In my case how to split a column contain StringType with a format '1-1235.0 2-1248.0 3-7895.2' to another column with ArrayType contains ['1','2','3']

2

2 Answers

1
votes

this is relatively simple with UDF:

val df = Seq("1-1235.0 2-1248.0 3-7895.2").toDF("input")

val extractFirst = udf((s: String) => s.split(" ").map(_.split('-')(0).toInt))

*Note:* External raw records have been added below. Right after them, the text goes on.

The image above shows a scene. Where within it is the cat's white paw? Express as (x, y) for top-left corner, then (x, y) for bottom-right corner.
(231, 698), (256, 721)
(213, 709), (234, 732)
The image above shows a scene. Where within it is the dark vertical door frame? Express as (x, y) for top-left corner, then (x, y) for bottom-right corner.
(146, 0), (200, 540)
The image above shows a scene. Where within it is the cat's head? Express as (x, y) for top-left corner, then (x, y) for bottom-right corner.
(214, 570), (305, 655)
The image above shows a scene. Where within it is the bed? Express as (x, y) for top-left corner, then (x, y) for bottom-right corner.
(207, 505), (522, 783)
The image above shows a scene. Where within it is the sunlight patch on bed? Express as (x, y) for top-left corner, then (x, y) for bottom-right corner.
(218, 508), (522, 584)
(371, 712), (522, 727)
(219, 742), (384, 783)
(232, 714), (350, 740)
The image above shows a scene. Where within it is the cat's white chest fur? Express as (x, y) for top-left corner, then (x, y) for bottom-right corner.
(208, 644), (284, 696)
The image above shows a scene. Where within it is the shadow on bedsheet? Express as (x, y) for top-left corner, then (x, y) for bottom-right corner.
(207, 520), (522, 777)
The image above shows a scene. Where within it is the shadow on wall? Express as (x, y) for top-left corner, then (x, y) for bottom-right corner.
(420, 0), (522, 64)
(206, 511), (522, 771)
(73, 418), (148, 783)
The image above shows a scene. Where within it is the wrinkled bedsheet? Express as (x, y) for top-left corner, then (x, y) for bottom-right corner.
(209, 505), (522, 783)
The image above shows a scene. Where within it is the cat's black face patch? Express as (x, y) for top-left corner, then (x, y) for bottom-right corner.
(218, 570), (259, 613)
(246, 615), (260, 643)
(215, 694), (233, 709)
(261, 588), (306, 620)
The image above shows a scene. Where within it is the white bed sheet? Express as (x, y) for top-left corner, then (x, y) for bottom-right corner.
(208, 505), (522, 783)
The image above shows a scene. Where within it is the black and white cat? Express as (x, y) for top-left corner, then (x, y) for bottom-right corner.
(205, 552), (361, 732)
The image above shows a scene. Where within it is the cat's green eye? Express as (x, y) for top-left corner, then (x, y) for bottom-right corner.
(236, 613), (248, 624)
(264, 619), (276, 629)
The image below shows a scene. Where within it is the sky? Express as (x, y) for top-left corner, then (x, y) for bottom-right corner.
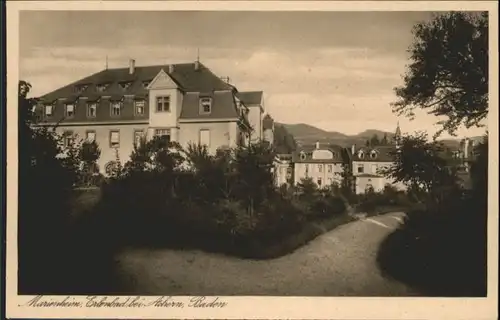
(19, 10), (487, 138)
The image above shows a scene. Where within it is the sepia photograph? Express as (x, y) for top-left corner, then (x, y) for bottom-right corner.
(5, 1), (498, 319)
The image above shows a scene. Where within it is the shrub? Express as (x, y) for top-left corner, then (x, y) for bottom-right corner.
(87, 139), (354, 259)
(328, 196), (347, 214)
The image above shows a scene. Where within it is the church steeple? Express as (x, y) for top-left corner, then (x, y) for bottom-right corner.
(395, 121), (401, 138)
(394, 121), (402, 149)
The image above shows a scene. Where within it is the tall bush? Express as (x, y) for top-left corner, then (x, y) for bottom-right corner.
(18, 81), (81, 293)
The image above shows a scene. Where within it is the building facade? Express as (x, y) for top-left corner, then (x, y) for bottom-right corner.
(351, 123), (405, 194)
(350, 145), (406, 194)
(34, 59), (271, 175)
(292, 142), (346, 189)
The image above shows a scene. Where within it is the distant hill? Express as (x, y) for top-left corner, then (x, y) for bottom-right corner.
(278, 123), (349, 140)
(352, 129), (395, 140)
(276, 122), (483, 150)
(276, 123), (391, 148)
(276, 123), (353, 147)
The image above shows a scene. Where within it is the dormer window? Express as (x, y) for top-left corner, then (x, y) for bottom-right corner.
(142, 80), (151, 89)
(119, 81), (132, 90)
(65, 104), (75, 118)
(370, 150), (378, 159)
(199, 97), (212, 114)
(358, 150), (365, 159)
(96, 83), (110, 92)
(87, 103), (97, 118)
(110, 101), (122, 117)
(134, 100), (145, 115)
(75, 84), (88, 93)
(300, 152), (307, 161)
(44, 105), (53, 118)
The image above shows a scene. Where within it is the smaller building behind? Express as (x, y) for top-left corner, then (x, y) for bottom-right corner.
(292, 142), (347, 189)
(350, 144), (406, 194)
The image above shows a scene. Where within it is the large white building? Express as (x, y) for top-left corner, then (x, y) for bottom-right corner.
(291, 142), (347, 189)
(34, 59), (274, 175)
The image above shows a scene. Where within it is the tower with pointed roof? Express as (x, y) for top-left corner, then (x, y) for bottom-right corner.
(394, 121), (402, 149)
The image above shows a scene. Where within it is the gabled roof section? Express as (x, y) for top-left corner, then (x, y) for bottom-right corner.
(147, 68), (179, 89)
(38, 62), (233, 102)
(179, 91), (239, 121)
(236, 91), (263, 106)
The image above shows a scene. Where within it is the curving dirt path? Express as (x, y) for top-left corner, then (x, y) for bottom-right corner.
(114, 212), (420, 296)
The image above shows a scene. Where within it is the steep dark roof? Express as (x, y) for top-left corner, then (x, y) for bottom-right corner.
(236, 91), (263, 105)
(39, 62), (233, 102)
(292, 144), (345, 163)
(351, 146), (397, 162)
(179, 91), (239, 120)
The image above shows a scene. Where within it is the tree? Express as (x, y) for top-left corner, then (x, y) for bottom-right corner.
(18, 81), (80, 293)
(370, 134), (380, 146)
(123, 136), (184, 175)
(393, 12), (488, 137)
(381, 132), (459, 205)
(78, 140), (102, 186)
(296, 177), (318, 199)
(469, 133), (488, 207)
(183, 143), (234, 202)
(233, 142), (276, 211)
(273, 124), (297, 154)
(79, 140), (101, 170)
(184, 143), (213, 172)
(381, 133), (389, 145)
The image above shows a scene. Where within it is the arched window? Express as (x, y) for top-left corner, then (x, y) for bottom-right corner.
(370, 150), (378, 159)
(358, 150), (364, 159)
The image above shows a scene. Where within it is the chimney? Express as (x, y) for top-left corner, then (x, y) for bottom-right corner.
(351, 144), (356, 155)
(168, 64), (175, 74)
(315, 141), (320, 149)
(129, 59), (135, 74)
(194, 60), (200, 71)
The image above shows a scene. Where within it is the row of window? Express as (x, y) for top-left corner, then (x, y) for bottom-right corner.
(304, 164), (337, 173)
(44, 96), (213, 119)
(357, 150), (379, 159)
(45, 100), (147, 119)
(62, 128), (212, 149)
(76, 81), (151, 94)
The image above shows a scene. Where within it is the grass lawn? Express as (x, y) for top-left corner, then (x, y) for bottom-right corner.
(248, 213), (356, 259)
(70, 187), (101, 217)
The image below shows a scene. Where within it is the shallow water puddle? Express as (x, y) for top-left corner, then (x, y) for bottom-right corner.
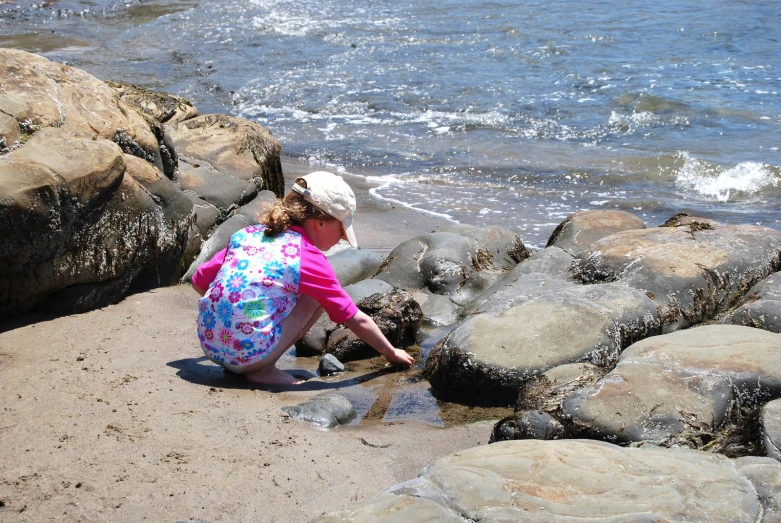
(278, 325), (512, 428)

df.withColumn("newCol", extractFirst($"input"))
  .show()

gives

+--------------------+---------+
|               input|   newCol|
+--------------------+---------+
|1-1235.0 2-1248.0...|[1, 2, 3]|
+--------------------+---------+

I could not find an easy soluton with spark internals (other than using split in combination with explode etc and then re-aggregating)

1
votes

You can split the string to an array using split function and then you can transform the array using Higher Order Function TRANSFORM (it is available since Sark 2.4) together with substring_index:

import org.apache.spark.sql.functions.{split, expr}

val df = Seq("1-1235.0 2-1248.0 3-7895.2").toDF("stringCol")

df.withColumn("array", split($"stringCol", " "))
  .withColumn("result", expr("TRANSFORM(array, x -> substring_index(x, '-', 1))"))

Notice that this is native approach, no UDF applied.